Saga von Dray Prescot 32 - Pandahem-Zyklus 06 - Seg, der Bogenschütze
Worte entsprachen dem ganz normalen Wortschatz – doch was er damit sagte, blieb Seg unverständlich.
Endlich vermochte er das bleierne Gefühl aus den Gliedmaßen, die Trockenheit aus der Kehle und das Sägemehl aus dem Gehirn zu bannen – er hatte wirklich geglaubt, den Freund wiedergefunden zu haben! Seg sagte: »Es tut mir leid, dich enttäuschen zu müssen. Ich bin kein Krozair. Das Schwert gehört einem Freund von mir, für den ich es aufbewahre!«
»Bei der eklig angefaulten Leber Makki-Grodnos! Das ist wirklich ein Wunder! Ich hatte nicht damit gerechnet, an diesem heidnischen Ort auch nur eine Seele zu treffen, die das Auge der Welt kennt.«
Seg konnte nachvollziehen, daß die Völker am Auge der Welt, dem Binnenmeer des fernen Turismonds, sich für den Mittelpunkt Kregens hielten, ein Zentrum, für das die gewaltigen Ozeane und anderen Kontinente lediglich den Rahmen bildeten.

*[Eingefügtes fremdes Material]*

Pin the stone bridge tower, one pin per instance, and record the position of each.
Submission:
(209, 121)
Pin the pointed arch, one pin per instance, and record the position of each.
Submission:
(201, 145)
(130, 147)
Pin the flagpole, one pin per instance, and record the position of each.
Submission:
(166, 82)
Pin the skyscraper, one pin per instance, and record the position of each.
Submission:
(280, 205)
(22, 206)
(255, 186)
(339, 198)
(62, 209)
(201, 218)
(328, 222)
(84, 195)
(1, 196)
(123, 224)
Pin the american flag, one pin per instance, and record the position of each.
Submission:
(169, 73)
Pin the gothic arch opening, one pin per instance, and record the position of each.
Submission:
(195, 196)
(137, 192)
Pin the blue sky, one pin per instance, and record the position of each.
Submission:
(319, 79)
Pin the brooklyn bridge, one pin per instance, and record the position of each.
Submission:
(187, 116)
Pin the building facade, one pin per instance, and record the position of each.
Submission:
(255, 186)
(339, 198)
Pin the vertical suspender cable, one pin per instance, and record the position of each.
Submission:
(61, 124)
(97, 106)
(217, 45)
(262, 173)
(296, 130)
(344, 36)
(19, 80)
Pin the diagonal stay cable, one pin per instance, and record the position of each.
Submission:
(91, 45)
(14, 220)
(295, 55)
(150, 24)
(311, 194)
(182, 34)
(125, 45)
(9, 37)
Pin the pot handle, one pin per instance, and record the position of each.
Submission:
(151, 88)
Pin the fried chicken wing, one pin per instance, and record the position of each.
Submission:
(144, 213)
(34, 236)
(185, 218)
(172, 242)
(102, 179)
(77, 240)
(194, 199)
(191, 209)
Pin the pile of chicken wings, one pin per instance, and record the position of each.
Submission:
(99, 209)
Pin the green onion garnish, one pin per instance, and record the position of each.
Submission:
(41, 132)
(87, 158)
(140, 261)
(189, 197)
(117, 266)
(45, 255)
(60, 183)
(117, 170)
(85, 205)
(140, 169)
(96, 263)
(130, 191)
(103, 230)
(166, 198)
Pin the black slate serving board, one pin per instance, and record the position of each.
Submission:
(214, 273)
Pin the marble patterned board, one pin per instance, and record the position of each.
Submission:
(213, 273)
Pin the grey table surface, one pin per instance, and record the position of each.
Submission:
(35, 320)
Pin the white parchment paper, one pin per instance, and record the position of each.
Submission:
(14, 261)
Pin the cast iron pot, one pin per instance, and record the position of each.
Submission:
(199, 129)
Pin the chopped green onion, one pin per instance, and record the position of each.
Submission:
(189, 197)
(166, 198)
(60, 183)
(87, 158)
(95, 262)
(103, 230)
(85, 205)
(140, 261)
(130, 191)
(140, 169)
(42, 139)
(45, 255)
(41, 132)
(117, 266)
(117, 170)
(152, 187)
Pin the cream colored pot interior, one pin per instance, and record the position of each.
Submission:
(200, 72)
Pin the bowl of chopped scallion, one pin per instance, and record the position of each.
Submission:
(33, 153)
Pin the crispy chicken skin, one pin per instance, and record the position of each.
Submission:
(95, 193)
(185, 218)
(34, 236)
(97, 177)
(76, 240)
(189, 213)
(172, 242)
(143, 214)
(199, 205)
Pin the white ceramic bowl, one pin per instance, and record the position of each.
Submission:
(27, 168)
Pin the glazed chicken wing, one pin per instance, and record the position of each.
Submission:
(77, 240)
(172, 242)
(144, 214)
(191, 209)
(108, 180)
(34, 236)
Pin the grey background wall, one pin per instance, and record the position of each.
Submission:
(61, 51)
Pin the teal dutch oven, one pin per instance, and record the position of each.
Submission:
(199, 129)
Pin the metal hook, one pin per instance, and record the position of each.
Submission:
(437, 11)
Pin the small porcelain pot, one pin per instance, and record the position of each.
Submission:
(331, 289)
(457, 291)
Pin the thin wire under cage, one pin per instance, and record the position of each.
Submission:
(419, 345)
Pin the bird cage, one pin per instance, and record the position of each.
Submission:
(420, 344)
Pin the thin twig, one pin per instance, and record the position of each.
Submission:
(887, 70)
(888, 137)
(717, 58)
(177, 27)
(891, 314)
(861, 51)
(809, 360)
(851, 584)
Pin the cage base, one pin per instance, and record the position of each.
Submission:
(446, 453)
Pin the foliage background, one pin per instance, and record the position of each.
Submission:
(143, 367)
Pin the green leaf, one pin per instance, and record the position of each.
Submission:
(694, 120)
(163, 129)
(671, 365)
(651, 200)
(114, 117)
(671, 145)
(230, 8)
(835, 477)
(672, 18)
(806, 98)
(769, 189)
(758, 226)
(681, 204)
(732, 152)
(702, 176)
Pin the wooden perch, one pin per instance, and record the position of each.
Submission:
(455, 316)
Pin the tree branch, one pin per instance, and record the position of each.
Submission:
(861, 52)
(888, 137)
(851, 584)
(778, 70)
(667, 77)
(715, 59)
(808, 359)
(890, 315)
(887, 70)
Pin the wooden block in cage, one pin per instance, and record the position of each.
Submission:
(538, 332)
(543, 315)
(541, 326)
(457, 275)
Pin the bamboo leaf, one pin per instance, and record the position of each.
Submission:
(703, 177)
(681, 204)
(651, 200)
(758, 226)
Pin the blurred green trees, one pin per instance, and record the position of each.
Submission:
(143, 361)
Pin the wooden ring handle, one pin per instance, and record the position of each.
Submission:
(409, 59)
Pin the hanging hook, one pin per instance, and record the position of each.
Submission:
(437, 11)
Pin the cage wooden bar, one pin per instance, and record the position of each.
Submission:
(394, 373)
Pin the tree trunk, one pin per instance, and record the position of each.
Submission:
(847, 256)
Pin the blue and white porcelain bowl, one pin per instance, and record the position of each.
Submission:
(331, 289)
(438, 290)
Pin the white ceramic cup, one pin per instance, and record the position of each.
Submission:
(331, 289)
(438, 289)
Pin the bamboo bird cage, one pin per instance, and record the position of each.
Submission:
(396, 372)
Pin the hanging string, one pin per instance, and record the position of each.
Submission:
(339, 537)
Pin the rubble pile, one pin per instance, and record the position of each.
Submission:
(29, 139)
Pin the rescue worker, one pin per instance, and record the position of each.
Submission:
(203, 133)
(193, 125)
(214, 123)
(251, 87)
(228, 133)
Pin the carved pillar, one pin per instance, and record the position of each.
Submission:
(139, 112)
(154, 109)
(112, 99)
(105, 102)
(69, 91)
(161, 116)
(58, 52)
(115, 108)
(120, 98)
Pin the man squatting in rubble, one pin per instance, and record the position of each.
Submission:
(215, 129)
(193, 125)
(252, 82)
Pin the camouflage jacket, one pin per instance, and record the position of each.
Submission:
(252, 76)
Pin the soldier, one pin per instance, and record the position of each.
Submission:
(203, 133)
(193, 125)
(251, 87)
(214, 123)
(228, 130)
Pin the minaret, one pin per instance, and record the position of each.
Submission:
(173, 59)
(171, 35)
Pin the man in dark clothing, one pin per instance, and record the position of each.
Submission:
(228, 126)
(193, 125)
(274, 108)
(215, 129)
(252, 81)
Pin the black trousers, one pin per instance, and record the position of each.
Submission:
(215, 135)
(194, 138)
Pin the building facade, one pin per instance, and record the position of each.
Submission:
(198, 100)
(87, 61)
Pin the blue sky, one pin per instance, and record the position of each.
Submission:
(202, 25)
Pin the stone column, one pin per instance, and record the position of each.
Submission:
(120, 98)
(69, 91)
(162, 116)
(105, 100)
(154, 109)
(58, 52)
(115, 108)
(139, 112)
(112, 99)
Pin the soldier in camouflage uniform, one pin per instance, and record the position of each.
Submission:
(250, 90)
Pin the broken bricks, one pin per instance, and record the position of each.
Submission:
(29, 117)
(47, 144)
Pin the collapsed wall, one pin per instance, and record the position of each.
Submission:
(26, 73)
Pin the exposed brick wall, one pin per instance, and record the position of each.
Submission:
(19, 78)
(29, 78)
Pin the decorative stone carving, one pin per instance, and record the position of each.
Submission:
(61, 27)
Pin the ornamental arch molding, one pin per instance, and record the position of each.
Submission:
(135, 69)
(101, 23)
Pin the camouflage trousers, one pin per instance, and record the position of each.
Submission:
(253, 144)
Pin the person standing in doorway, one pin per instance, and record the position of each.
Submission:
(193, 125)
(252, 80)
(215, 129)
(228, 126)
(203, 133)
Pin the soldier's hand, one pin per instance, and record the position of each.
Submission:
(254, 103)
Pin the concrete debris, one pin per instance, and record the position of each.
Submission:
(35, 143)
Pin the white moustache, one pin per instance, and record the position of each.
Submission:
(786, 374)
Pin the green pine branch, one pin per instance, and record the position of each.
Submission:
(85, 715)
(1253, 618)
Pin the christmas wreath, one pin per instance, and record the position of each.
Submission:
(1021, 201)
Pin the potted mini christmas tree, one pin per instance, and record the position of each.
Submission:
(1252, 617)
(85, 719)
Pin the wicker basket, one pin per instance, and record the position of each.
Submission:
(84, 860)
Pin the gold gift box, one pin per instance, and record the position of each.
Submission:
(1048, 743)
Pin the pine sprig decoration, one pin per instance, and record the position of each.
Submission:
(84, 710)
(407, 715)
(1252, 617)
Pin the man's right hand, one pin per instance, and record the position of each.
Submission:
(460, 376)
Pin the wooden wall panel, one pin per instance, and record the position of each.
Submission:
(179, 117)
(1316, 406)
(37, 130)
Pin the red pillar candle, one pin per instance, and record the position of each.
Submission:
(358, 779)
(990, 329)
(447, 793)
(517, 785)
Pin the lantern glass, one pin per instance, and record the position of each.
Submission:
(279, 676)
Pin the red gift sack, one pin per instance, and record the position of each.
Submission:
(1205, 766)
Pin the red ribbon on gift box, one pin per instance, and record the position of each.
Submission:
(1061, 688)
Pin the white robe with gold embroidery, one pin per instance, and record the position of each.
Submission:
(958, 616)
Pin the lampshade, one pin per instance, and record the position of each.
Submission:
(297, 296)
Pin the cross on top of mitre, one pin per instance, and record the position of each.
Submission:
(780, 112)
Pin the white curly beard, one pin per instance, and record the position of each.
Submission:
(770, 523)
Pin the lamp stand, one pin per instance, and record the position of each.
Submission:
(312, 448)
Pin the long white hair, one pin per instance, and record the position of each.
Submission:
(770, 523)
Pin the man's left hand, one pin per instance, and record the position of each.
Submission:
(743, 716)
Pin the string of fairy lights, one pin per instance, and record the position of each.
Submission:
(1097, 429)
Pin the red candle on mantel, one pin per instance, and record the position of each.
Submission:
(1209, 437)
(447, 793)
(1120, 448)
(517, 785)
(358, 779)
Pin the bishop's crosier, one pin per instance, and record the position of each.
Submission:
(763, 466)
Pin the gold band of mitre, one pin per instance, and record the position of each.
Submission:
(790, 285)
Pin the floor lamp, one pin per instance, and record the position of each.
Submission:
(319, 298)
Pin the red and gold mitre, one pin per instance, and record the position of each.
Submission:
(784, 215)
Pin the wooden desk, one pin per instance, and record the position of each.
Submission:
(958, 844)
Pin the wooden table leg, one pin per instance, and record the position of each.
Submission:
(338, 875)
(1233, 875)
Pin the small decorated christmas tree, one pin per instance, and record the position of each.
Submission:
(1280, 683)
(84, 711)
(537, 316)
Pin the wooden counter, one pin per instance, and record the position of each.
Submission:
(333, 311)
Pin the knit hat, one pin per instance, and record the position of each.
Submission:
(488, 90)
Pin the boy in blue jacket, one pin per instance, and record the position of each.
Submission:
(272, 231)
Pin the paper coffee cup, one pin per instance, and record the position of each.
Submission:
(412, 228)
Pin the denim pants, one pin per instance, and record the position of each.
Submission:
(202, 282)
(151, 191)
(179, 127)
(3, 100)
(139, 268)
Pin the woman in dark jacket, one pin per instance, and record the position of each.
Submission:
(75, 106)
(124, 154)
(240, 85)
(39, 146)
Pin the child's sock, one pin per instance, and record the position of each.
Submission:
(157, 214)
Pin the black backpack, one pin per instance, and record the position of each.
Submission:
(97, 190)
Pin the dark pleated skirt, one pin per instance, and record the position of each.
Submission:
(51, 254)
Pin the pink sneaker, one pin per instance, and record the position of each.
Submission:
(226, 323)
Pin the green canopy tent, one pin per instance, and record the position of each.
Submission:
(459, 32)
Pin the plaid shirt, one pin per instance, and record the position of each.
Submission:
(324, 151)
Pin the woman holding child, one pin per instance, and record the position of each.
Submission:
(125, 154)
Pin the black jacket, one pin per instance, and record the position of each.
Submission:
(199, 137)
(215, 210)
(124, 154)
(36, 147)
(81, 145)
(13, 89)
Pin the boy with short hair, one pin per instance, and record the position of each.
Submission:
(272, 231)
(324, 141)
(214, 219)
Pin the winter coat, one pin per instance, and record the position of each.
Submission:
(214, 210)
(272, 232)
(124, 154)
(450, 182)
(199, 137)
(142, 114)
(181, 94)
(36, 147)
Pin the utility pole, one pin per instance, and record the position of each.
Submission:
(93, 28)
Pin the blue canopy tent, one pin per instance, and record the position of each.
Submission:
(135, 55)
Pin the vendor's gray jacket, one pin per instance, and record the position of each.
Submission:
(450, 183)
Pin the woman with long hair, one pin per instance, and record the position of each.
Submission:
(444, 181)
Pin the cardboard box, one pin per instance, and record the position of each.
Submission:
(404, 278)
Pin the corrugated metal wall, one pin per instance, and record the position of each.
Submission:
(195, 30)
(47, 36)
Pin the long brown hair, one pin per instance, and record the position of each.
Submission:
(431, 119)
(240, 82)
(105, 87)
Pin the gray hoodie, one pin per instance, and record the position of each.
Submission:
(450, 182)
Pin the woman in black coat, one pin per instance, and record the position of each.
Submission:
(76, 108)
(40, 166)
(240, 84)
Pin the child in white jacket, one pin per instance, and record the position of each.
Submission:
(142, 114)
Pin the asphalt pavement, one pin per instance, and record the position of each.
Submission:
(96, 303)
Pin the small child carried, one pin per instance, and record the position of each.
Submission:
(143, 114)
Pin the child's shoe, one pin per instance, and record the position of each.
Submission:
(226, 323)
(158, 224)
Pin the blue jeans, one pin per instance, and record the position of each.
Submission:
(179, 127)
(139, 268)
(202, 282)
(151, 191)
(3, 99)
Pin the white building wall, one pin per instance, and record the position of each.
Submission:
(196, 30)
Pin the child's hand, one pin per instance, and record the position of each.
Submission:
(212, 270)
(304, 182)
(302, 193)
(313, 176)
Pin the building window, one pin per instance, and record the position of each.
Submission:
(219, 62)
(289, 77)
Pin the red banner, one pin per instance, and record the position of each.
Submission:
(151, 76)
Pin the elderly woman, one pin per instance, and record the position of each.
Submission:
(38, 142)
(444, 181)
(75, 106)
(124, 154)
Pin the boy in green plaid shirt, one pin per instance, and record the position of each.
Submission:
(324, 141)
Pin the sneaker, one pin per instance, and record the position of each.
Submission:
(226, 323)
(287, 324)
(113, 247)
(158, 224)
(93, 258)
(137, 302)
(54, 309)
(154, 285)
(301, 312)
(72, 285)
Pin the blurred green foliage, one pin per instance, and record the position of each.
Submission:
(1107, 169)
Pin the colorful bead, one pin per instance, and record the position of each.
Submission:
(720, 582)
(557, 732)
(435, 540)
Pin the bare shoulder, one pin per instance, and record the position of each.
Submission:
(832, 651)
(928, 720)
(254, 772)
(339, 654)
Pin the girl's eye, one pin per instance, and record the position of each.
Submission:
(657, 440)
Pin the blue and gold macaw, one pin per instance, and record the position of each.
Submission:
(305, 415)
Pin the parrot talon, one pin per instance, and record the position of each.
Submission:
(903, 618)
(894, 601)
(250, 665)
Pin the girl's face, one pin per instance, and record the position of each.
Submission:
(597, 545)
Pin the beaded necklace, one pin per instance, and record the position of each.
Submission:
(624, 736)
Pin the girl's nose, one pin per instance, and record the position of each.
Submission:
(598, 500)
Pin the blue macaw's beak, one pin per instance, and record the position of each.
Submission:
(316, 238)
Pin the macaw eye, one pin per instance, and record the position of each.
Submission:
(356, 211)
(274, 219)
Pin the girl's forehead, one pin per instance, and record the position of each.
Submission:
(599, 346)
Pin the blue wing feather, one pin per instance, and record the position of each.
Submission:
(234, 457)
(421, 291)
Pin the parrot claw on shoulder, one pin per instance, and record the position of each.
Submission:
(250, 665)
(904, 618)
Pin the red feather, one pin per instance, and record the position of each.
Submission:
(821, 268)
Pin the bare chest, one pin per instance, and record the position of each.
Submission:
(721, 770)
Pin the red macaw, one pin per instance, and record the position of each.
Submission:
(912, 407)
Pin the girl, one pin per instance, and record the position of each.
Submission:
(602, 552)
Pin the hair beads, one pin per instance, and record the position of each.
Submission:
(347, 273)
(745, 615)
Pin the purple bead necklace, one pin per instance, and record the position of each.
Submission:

»Ich kenne die Krozairs gut genug, um zu wissen, daß ich dir das Langschwert anvertrauen könnte, als Krozair-Bruder, sobald wir dich aus der Zelle herausgeholt haben.«
»Durchaus. Ich heiße Zarado. Llahal ...«
»Ich heiße Seg. Llahal. Nun sollten wir aber weitermachen und uns in die Freiheit kämpfen.«
»Es kommt jemand!« flüsterte Khardun eindringlich.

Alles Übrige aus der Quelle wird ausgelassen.